Risk managers and research analysts often struggle with developing models that would capture fair liquidity measures of fixed income and exchange-traded instruments.
The reason is that there is no unified approach; hence some banks use a parametric multi-factor approach, while others seek more simplicity.
In this article we would like to outline the key pros and cons of parametric modelling.
Parametric liquidity models can be advantageous when the analyzed instrument samples possess similar characteristics that can be considered as inputs, and hence the model can be applicable to a wide range of various security types.

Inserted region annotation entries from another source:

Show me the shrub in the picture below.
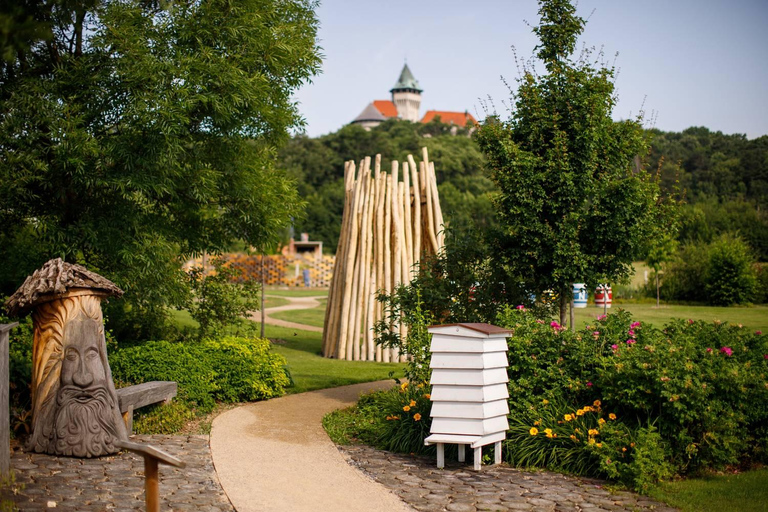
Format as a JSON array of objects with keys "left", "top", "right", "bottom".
[{"left": 109, "top": 341, "right": 218, "bottom": 412}]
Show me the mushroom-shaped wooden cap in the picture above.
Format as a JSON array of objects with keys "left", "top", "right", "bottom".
[{"left": 5, "top": 258, "right": 123, "bottom": 316}]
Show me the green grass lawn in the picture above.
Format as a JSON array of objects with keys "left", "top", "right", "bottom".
[
  {"left": 651, "top": 469, "right": 768, "bottom": 512},
  {"left": 266, "top": 325, "right": 403, "bottom": 393},
  {"left": 574, "top": 304, "right": 768, "bottom": 332},
  {"left": 264, "top": 288, "right": 328, "bottom": 297},
  {"left": 269, "top": 301, "right": 326, "bottom": 327}
]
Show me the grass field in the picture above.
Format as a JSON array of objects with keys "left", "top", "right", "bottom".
[
  {"left": 574, "top": 304, "right": 768, "bottom": 332},
  {"left": 651, "top": 469, "right": 768, "bottom": 512}
]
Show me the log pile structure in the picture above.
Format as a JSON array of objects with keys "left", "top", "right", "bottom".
[{"left": 323, "top": 148, "right": 444, "bottom": 362}]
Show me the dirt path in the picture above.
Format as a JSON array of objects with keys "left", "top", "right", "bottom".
[
  {"left": 251, "top": 295, "right": 326, "bottom": 332},
  {"left": 211, "top": 380, "right": 413, "bottom": 512}
]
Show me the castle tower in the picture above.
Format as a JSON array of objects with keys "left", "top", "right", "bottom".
[{"left": 389, "top": 64, "right": 422, "bottom": 123}]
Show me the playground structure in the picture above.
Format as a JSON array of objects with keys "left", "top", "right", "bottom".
[{"left": 323, "top": 148, "right": 444, "bottom": 362}]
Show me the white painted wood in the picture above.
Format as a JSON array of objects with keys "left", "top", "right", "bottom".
[
  {"left": 430, "top": 416, "right": 509, "bottom": 436},
  {"left": 430, "top": 368, "right": 509, "bottom": 386},
  {"left": 430, "top": 334, "right": 507, "bottom": 354},
  {"left": 430, "top": 399, "right": 509, "bottom": 419},
  {"left": 429, "top": 351, "right": 509, "bottom": 370},
  {"left": 430, "top": 383, "right": 509, "bottom": 402}
]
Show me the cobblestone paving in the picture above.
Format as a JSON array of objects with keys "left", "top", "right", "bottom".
[
  {"left": 339, "top": 446, "right": 675, "bottom": 512},
  {"left": 3, "top": 435, "right": 234, "bottom": 512}
]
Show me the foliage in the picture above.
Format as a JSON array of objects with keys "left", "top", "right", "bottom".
[
  {"left": 110, "top": 337, "right": 290, "bottom": 413},
  {"left": 323, "top": 382, "right": 435, "bottom": 453},
  {"left": 133, "top": 400, "right": 195, "bottom": 435},
  {"left": 0, "top": 0, "right": 320, "bottom": 337},
  {"left": 477, "top": 0, "right": 674, "bottom": 322},
  {"left": 499, "top": 308, "right": 768, "bottom": 488},
  {"left": 187, "top": 258, "right": 259, "bottom": 339},
  {"left": 664, "top": 234, "right": 759, "bottom": 306}
]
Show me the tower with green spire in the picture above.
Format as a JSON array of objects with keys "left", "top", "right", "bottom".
[{"left": 389, "top": 64, "right": 422, "bottom": 123}]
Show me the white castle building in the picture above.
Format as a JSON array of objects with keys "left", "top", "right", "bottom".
[{"left": 352, "top": 64, "right": 477, "bottom": 130}]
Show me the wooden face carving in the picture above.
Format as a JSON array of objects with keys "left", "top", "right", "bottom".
[{"left": 29, "top": 296, "right": 126, "bottom": 457}]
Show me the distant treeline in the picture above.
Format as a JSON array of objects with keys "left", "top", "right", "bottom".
[{"left": 279, "top": 120, "right": 768, "bottom": 261}]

The benefit is that financial engineers will not need to reinvent the model’s logic, but rather alter some imposed constraints and factor weights.
Empirical observations demonstrate that parametric modelling can generate accurate results, which makes it popular.
On the other hand parametric models require constant recalibration.
It is a common practice to use principal component analysis (PCA) to determine the weighting coefficients so that the models would fit a given snapshot of market microstructure or conditions.
But such recalibrations can be good enough for a certain time period or a particular situation and be inefficient in the long run.
The embedded constraints can impose biases that will distort the output data.
Therefore it is sometimes beneficial to implement simple single-factor models.
Since there is a finite number of liquidity characteristics it could be feasible to select 1 – 2 elements in the model design, such as bid/ask spreads and daily volumes to generate acceptable results. We provide an example of results generated by such a simple model (bubble size corresponds to bond modified duration). We can see that the regression line demonstrates a fairly strong relationship between the bid/ask spread and liquidity scores.